I was trying to decide on the 338 or 375 also. I just happened to have a friend that had both so I got to try both.

They were the same rifle, both Model 70. Regardless which caliber I wouldnt buy anything but a Model 70.

Spent all day at the range shooting both and decided on the 375 H&H.

Reasoning, the recoil was lighter on the 375. And I found the 375 to be more accurate. At the time I hadn't hunted with either. My friend told me for Coastal Alaska hunting the 375 was better because for some reason, it didnt open up on the little Sitka Black Tails, the 338 did. but the 375 bullets would open up on heavier game.

Not sure I believed that at the time, but later, hunting deer with the 375 I found that to be true. With heart/lung shots the 375 would do its job on deer without undo damage.

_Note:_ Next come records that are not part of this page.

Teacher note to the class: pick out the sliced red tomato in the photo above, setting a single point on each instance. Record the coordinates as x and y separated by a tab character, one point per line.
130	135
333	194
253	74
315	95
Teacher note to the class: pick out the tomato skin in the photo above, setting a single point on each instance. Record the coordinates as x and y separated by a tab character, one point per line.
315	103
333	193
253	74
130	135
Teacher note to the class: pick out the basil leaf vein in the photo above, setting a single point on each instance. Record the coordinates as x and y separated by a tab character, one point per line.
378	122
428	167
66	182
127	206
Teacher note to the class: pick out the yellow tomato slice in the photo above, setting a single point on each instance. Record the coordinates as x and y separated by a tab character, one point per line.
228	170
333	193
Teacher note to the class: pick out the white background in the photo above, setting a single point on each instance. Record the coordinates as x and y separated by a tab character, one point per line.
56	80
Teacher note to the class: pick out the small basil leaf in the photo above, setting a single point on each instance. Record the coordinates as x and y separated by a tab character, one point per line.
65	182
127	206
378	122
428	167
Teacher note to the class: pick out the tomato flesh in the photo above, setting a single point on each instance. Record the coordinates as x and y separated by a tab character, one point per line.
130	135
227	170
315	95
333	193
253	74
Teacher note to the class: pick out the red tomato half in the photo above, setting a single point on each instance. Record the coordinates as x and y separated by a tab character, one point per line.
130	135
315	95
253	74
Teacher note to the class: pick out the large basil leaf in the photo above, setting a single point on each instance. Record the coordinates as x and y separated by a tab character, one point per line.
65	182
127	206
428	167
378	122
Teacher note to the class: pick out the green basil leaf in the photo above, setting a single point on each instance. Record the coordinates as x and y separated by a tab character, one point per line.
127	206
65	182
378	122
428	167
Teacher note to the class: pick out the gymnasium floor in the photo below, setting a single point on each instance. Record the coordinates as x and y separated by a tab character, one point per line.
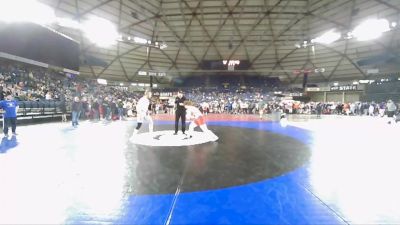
334	170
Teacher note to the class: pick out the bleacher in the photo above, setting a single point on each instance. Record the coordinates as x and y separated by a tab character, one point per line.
31	111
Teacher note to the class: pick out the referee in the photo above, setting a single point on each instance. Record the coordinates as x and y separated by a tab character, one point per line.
180	112
10	108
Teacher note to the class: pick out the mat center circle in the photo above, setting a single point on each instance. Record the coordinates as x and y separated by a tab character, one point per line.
167	138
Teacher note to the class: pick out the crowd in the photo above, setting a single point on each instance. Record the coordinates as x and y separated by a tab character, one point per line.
96	102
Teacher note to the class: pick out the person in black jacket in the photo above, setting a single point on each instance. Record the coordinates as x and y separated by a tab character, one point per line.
76	109
180	112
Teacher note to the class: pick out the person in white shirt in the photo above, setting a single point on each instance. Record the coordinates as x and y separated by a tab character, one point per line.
197	119
143	112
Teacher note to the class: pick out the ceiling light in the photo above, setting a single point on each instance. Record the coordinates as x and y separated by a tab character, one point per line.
65	22
371	29
102	81
100	31
31	11
163	45
140	40
328	37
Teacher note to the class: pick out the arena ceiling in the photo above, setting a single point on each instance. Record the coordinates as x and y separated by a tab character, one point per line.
264	32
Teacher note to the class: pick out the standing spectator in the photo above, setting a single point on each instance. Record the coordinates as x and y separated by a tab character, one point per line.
120	105
76	109
95	109
10	107
391	109
180	112
63	109
1	93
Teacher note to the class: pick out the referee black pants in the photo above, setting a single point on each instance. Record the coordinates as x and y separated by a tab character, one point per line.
7	122
182	115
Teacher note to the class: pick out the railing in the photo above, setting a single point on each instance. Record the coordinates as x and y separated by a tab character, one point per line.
40	109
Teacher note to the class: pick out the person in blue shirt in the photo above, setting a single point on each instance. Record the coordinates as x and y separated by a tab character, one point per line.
10	107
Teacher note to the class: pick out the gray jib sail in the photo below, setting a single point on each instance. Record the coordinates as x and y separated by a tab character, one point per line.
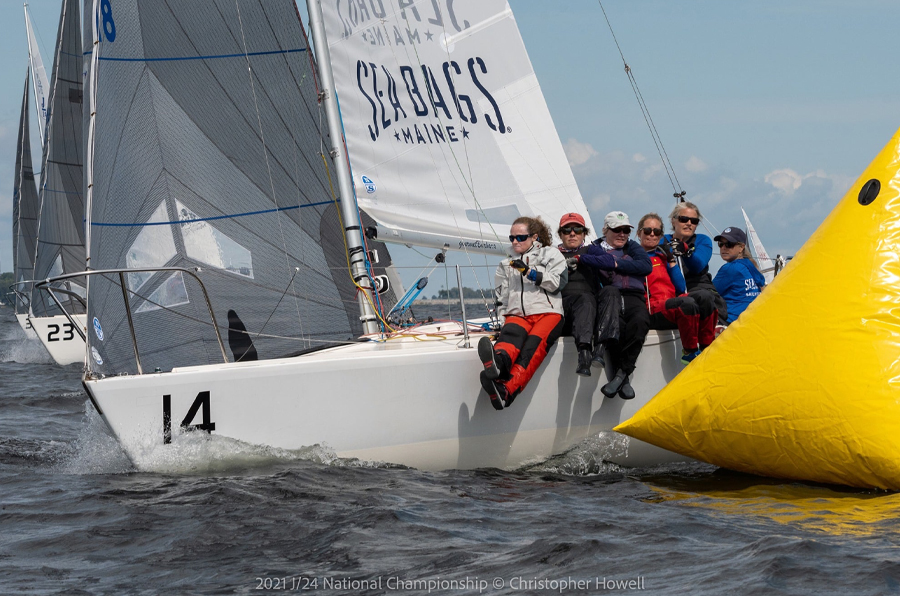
60	247
208	153
25	207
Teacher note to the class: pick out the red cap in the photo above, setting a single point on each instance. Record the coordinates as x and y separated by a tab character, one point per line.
571	218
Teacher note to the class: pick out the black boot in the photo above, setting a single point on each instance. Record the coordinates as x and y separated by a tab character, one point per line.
486	354
584	363
495	389
611	388
597	356
626	391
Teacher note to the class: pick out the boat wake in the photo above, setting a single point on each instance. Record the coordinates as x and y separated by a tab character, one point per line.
96	451
16	347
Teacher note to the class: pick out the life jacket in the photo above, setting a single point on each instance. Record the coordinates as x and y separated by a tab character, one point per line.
659	284
583	280
626	283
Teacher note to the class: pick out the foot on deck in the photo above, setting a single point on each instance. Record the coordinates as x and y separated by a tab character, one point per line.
486	354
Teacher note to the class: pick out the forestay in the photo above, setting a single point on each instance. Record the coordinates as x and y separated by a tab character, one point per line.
60	247
447	129
25	207
208	153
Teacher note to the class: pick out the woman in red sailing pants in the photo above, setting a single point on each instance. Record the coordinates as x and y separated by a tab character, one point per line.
529	302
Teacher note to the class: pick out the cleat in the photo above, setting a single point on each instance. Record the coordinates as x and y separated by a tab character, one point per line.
584	363
611	388
687	356
486	354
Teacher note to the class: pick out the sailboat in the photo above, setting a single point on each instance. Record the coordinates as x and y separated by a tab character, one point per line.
232	289
805	394
767	264
25	214
57	312
26	202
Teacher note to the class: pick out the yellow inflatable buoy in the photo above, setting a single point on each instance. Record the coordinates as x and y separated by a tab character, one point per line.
805	384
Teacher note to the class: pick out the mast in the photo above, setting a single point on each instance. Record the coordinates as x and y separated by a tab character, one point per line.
352	225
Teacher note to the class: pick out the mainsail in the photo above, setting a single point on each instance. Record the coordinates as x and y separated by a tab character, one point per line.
39	73
210	152
60	247
450	139
25	208
766	264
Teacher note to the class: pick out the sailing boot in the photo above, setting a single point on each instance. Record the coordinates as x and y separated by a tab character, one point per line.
488	359
584	363
597	356
611	388
626	391
496	391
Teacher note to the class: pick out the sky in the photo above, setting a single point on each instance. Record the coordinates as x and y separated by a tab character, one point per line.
776	106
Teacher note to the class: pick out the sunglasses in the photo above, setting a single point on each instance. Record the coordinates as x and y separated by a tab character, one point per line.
685	219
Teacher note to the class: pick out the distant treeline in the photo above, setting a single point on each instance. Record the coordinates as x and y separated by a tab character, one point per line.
467	293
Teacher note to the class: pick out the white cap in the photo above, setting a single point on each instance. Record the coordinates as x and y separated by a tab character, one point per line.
616	219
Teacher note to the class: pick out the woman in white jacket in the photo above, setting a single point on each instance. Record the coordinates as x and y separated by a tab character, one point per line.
530	306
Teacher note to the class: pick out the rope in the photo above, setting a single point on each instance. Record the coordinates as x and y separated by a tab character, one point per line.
660	148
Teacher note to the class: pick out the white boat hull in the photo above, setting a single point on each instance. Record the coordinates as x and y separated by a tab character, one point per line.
416	403
60	337
26	326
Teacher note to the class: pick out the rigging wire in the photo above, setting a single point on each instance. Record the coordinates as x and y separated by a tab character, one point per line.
657	140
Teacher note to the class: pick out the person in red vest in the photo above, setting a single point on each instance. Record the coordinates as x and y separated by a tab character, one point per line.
670	305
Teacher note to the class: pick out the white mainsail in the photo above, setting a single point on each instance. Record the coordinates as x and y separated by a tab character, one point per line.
25	210
766	264
39	74
449	139
60	245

Still have the 375 H&H. I have used it for elk here in Wyoming, but the weight difference I prefer my Model 70 Featherweight in 270.

I did wimp out and put a muzzle brake on it. Now its a pleasure to shoot, even heavy bullets.

My kid did take it out last year, he got an elk, handed t to his hunting partner who also got his, both out of the same herd.

I'll never get rid of the 375 H&H, but in Wyoming there isnt nothing that need shot that cant be handled with my 270 or of late, my 6.5 CM.

I built a 338 Model 70 for a friend of mind. It too kicked more then my 375. He wished he went that route but the action we used wasn't long enough.

Regardless which you choose, I highly recommend a muzzle brake. Less recoil means less fatigue, flinches and better shooting.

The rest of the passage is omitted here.